When collecting datasets from paid respondents, they tended to perform the movements more accurately and mechanically, as they followed specific instructions. However, in real life, people behave quite differently – they may be lounging on a couch or in bed, resulting in more relaxed and imprecise movements. This created a significant gap between the dataset domains and real-world scenarios. To address this issue, we collaborated with actors who could take their time to get into character and exhibit more natural behaviour, allowing us to gather a more diverse and representative set of data.

But that wasn't the end of our problems!
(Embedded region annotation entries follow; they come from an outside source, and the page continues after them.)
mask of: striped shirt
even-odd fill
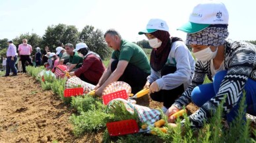
[[[222,100],[227,96],[224,103],[223,112],[228,113],[236,105],[242,95],[245,84],[250,78],[256,80],[256,45],[245,42],[225,42],[225,70],[227,74],[223,79],[216,96],[205,103],[198,111],[189,116],[191,127],[197,128],[203,125],[203,121],[210,117],[216,112],[217,107]],[[182,109],[191,101],[191,92],[195,87],[202,84],[205,75],[212,80],[210,62],[198,61],[192,82],[182,96],[173,104]],[[230,90],[233,89],[233,90]],[[184,122],[184,121],[183,121]]]
[[[18,50],[20,55],[30,55],[32,51],[32,46],[28,43],[18,45]]]

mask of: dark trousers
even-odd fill
[[[112,72],[115,70],[118,61],[118,60],[115,60],[112,62],[111,65],[111,71]],[[123,75],[118,80],[127,83],[131,87],[131,92],[136,94],[143,88],[146,82],[146,77],[149,74],[137,67],[129,63]]]
[[[161,71],[161,77],[170,73],[174,73],[176,71],[176,67],[164,66]],[[182,84],[174,89],[160,90],[159,92],[150,94],[150,97],[152,100],[164,102],[164,106],[168,109],[183,92],[184,92],[184,86]]]
[[[33,66],[33,63],[32,63],[32,59],[30,58],[30,55],[20,55],[21,59],[21,65],[22,65],[22,71],[23,72],[26,72],[26,61],[28,61],[29,65]]]
[[[17,69],[15,67],[15,63],[17,61],[17,56],[15,57],[13,61],[11,60],[11,57],[8,57],[6,60],[6,73],[5,75],[9,75],[10,69],[13,72],[13,74],[17,74]]]

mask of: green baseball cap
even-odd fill
[[[142,34],[144,34],[145,33],[152,33],[152,32],[156,32],[157,30],[157,30],[157,29],[146,29],[146,30],[143,30],[139,32],[139,35],[142,35]]]
[[[197,24],[197,23],[189,22],[185,24],[184,25],[183,25],[182,26],[178,28],[177,30],[179,30],[189,34],[193,34],[207,28],[210,25],[210,24]]]

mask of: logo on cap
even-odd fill
[[[222,13],[220,11],[218,11],[218,13],[217,13],[217,14],[216,14],[216,16],[218,18],[220,18],[222,16]]]

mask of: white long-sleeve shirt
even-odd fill
[[[176,67],[177,71],[161,78],[161,71],[151,68],[151,74],[147,80],[151,84],[156,81],[160,90],[172,90],[183,84],[184,90],[190,84],[195,71],[195,60],[183,42],[177,41],[172,44],[167,65]]]

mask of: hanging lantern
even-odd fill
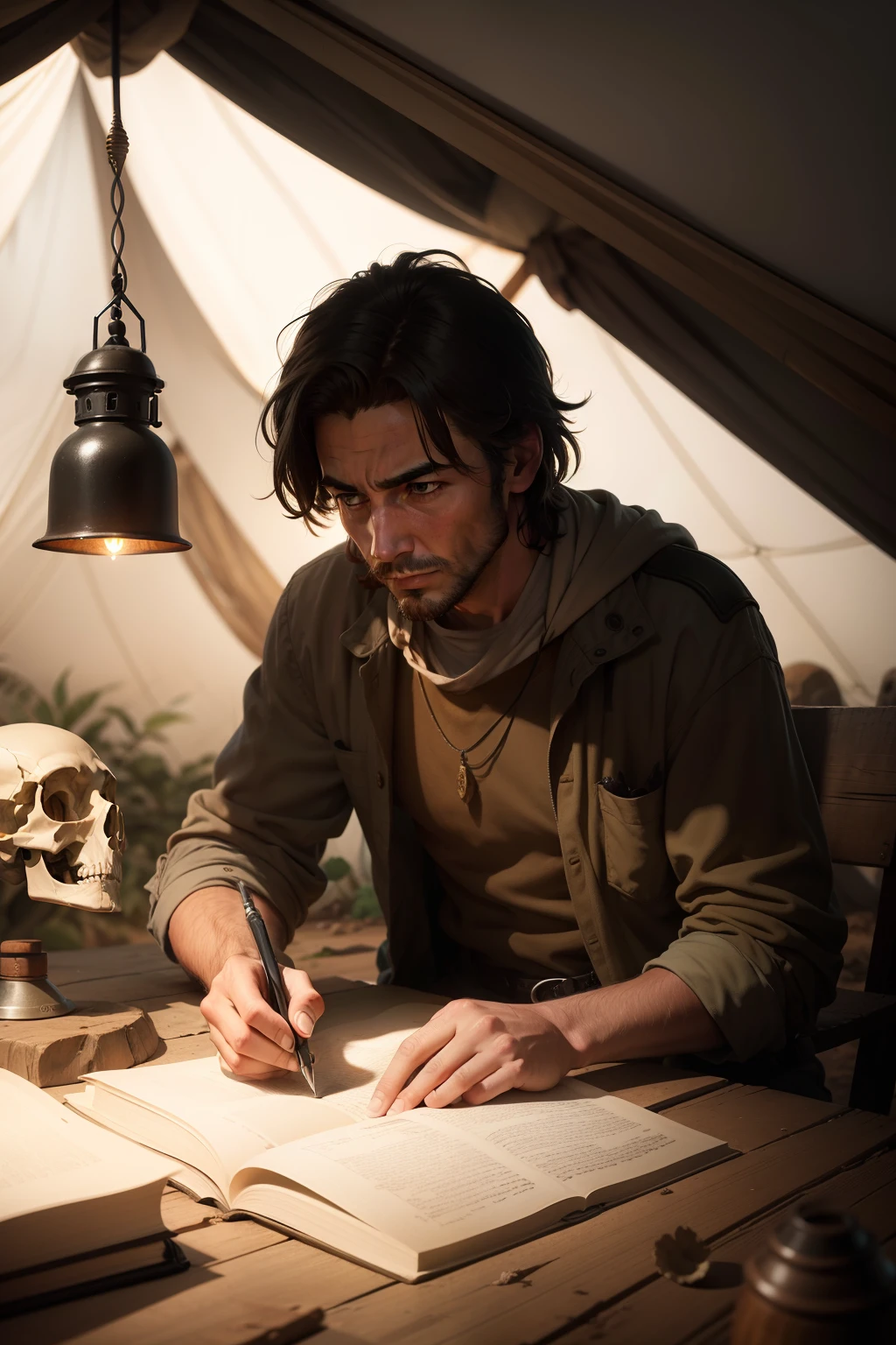
[[[128,297],[122,261],[125,190],[121,172],[128,136],[121,122],[120,13],[111,9],[113,118],[106,153],[113,171],[113,297],[94,317],[93,350],[78,360],[63,387],[75,398],[74,434],[50,468],[47,531],[34,546],[87,555],[138,555],[185,551],[189,542],[177,523],[177,468],[159,428],[159,393],[164,387],[146,355],[142,316]],[[140,323],[140,350],[128,340],[128,308]],[[99,346],[99,319],[109,313],[109,339]]]

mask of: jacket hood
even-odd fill
[[[696,546],[654,510],[621,504],[609,491],[563,491],[563,533],[539,555],[516,607],[489,631],[410,621],[388,604],[388,632],[410,666],[437,686],[472,691],[563,635],[664,546]]]
[[[664,546],[695,547],[680,523],[656,510],[621,504],[609,491],[564,490],[563,537],[553,546],[545,605],[545,643],[623,584]]]

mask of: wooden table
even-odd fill
[[[372,944],[324,935],[318,944]],[[372,974],[364,950],[297,962],[343,976]],[[58,954],[51,976],[75,999],[141,1005],[161,1045],[153,1060],[211,1054],[199,993],[153,946]],[[806,1194],[850,1209],[896,1254],[896,1120],[653,1063],[590,1077],[641,1106],[724,1139],[740,1153],[670,1188],[422,1284],[399,1284],[169,1189],[163,1213],[191,1270],[4,1323],[5,1345],[287,1345],[296,1321],[325,1310],[321,1345],[709,1345],[728,1336],[740,1262]],[[71,1085],[48,1089],[71,1092]],[[712,1248],[708,1283],[657,1275],[653,1244],[689,1224]],[[501,1278],[510,1283],[501,1283]],[[290,1325],[293,1323],[293,1325]]]

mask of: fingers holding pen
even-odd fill
[[[283,967],[283,985],[289,995],[289,1021],[302,1037],[310,1037],[324,1013],[324,997],[314,990],[306,971]]]

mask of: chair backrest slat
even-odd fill
[[[887,868],[896,841],[896,706],[794,706],[836,863]]]

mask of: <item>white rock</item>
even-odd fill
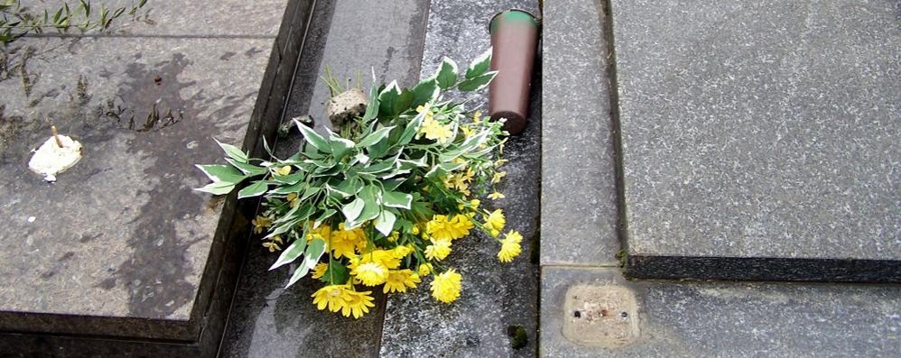
[[[44,180],[56,181],[56,174],[72,168],[81,160],[81,143],[67,135],[59,135],[62,147],[51,136],[34,151],[28,161],[28,169],[44,176]]]

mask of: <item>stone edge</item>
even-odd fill
[[[630,279],[901,283],[892,260],[629,255]]]

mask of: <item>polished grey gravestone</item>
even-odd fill
[[[627,275],[901,281],[896,1],[611,3]]]
[[[604,2],[544,4],[541,264],[618,264]]]
[[[2,48],[0,352],[216,353],[248,220],[194,164],[213,138],[259,156],[310,3],[154,1]],[[84,145],[54,183],[27,168],[51,124]]]
[[[892,357],[901,340],[896,285],[628,281],[615,268],[545,266],[541,289],[540,357]]]

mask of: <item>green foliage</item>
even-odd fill
[[[109,8],[101,5],[98,9],[91,5],[90,0],[79,0],[71,6],[64,1],[55,10],[35,10],[23,6],[21,0],[0,0],[0,41],[8,43],[46,29],[60,32],[72,28],[82,32],[107,30],[114,20],[125,14],[135,15],[146,4],[147,0],[138,0],[130,6]]]
[[[266,224],[261,225],[268,231],[265,237],[289,243],[270,270],[301,261],[289,286],[331,250],[317,234],[323,227],[358,228],[377,247],[408,244],[417,253],[406,262],[423,262],[426,243],[411,234],[414,224],[434,213],[474,215],[468,197],[486,194],[499,165],[495,152],[506,134],[503,123],[467,113],[462,102],[441,99],[442,90],[485,87],[495,75],[488,71],[489,54],[477,59],[463,78],[457,64],[445,58],[434,76],[413,88],[396,81],[380,85],[374,76],[362,116],[334,133],[326,129],[325,135],[295,122],[303,143],[288,159],[248,158],[237,147],[219,142],[228,165],[199,165],[213,182],[197,190],[221,195],[250,182],[238,197],[263,197],[258,219]],[[339,87],[331,82],[330,87]],[[466,118],[473,122],[463,122]],[[265,146],[271,154],[268,143]],[[466,176],[465,183],[449,185],[454,176]],[[348,280],[340,261],[330,254],[327,262],[322,280],[333,284]]]

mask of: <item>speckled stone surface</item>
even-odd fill
[[[860,269],[812,279],[901,280],[880,263],[901,260],[898,6],[613,0],[630,257],[776,280],[798,278],[742,265],[836,259]],[[629,273],[655,277],[640,262]]]
[[[603,2],[544,5],[541,263],[617,262]]]
[[[489,46],[488,22],[510,7],[536,12],[536,2],[433,0],[425,38],[421,77],[431,76],[447,56],[463,67]],[[507,172],[501,190],[506,197],[483,205],[500,207],[506,225],[525,240],[512,263],[497,262],[497,244],[472,235],[454,243],[446,260],[463,276],[462,294],[453,303],[437,302],[431,279],[404,295],[388,297],[382,332],[382,357],[529,357],[536,349],[537,235],[541,168],[541,59],[533,77],[530,123],[505,148]],[[473,106],[482,106],[476,103]],[[526,243],[527,242],[527,243]],[[530,257],[531,256],[531,257]],[[508,330],[525,329],[525,346],[513,348]]]
[[[317,1],[283,119],[310,114],[317,130],[330,125],[322,104],[327,87],[320,78],[327,64],[339,78],[356,78],[361,70],[366,87],[370,67],[380,80],[415,81],[427,5],[416,0]],[[274,143],[276,154],[286,158],[299,144],[293,131]],[[376,296],[376,307],[358,320],[317,310],[311,295],[322,283],[306,278],[285,289],[289,270],[268,271],[277,257],[251,241],[219,356],[378,356],[383,296]]]
[[[207,180],[193,166],[224,162],[213,137],[253,148],[274,128],[296,41],[274,45],[301,2],[174,3],[2,49],[0,331],[196,342],[217,325],[235,202],[191,190]],[[225,25],[239,21],[255,28]],[[51,124],[84,145],[52,184],[27,169]]]
[[[616,269],[553,266],[542,283],[541,357],[890,357],[901,340],[896,285],[630,282]],[[561,335],[564,320],[581,319],[563,311],[566,292],[584,284],[636,295],[634,342],[590,347]]]

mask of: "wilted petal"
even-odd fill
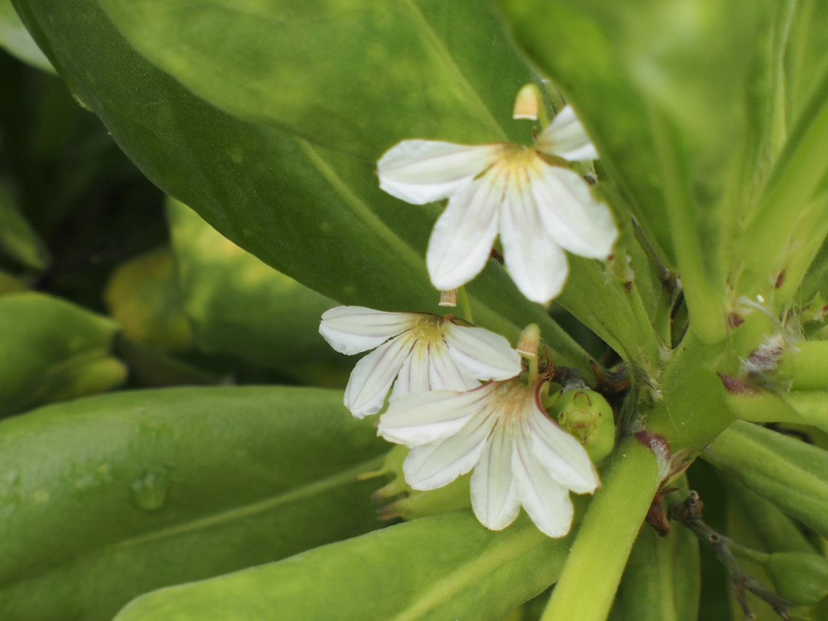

After collecting the data, we had to correctly label each movement, which was a daunting task in itself, as it was often difficult to determine where the movement began and ended.

We faced issues like defining consistent movements, accounting for user backgrounds and lighting conditions, and balancing movement complexity with model retraining. Iterative testing helped us refine our system, collecting data from different angles and lighting conditions.

The key aspect of our work was the iterative beta testing that our team started piloting in the early stages when the recognition network was not yet perfect. We conducted a closed beta with respondents, using a false positive detection system. When the network recognized a movement, it saved that frame on the device, and only the device owner had access to these frames. This allowed us to quickly receive feedback on unique real-life cases where we performed poorly. Immediately after receiving feedback, we collected new data on a larger scale to cover that particular case. For example, at the very beginning, the network recognized holding a cup in one's hand as a 'like' gesture, and we collected data from people holding cups to retrain the network.

Designing a gesture recognition system is no easy task, and we encountered several unexpected challenges along the way:

Defining a consistent set of movements proved difficult, as people executed even the most basic gestures in different ways.
The diversity of users' backgrounds and lighting conditions made it challenging for our system to differentiate between movements and background elements.
We faced a difficult decision: should we make the movements more complex for users or retrain the model to account for movement diversity?
Iterative testing was crucial to refining our gesture recognition system, and we had to collect data from different angles and lighting conditions to ensure its effectiveness.

Key takeaways

Context is key: When designing gesture recognition interfaces, it's important to consider the context in which users will be interacting with the device. For example, users might be in different physical positions, have different levels of lighting, or be wearing different types of clothing. To account for these factors, we need to design interfaces that are adaptable and responsive to these varying contexts.
Iterative testing is essential: One of the biggest challenges in developing gesture recognition systems is the high degree of variability in how users perform gestures. This means that it's essential to test and refine our systems iteratively, both in controlled settings and in real-world scenarios. By continuously gathering feedback from users and refining our algorithms, we can improve the accuracy and effectiveness of our gesture recognition systems over time.
Data annotation is crucial: In order to train machine learning algorithms to recognize gestures, we need large amounts of annotated data that accurately represent the range of movements that users might make. However, annotating this data can be a time-consuming and labour-intensive process. To address this challenge, we can use automated annotation tools, or leverage crowdsourcing platforms to enlist the help of a large pool of annotators.
User feedback is essential for success: Finally, in order to create truly successful gesture recognition products, we need to continually gather feedback from our users. This can involve conducting user surveys, analyzing usage data, or even directly observing users as they interact with our products. By listening to our users and incorporating their feedback into our product design and development process, we can create gesture recognition interfaces that are intuitive, effective, and truly responsive to their needs.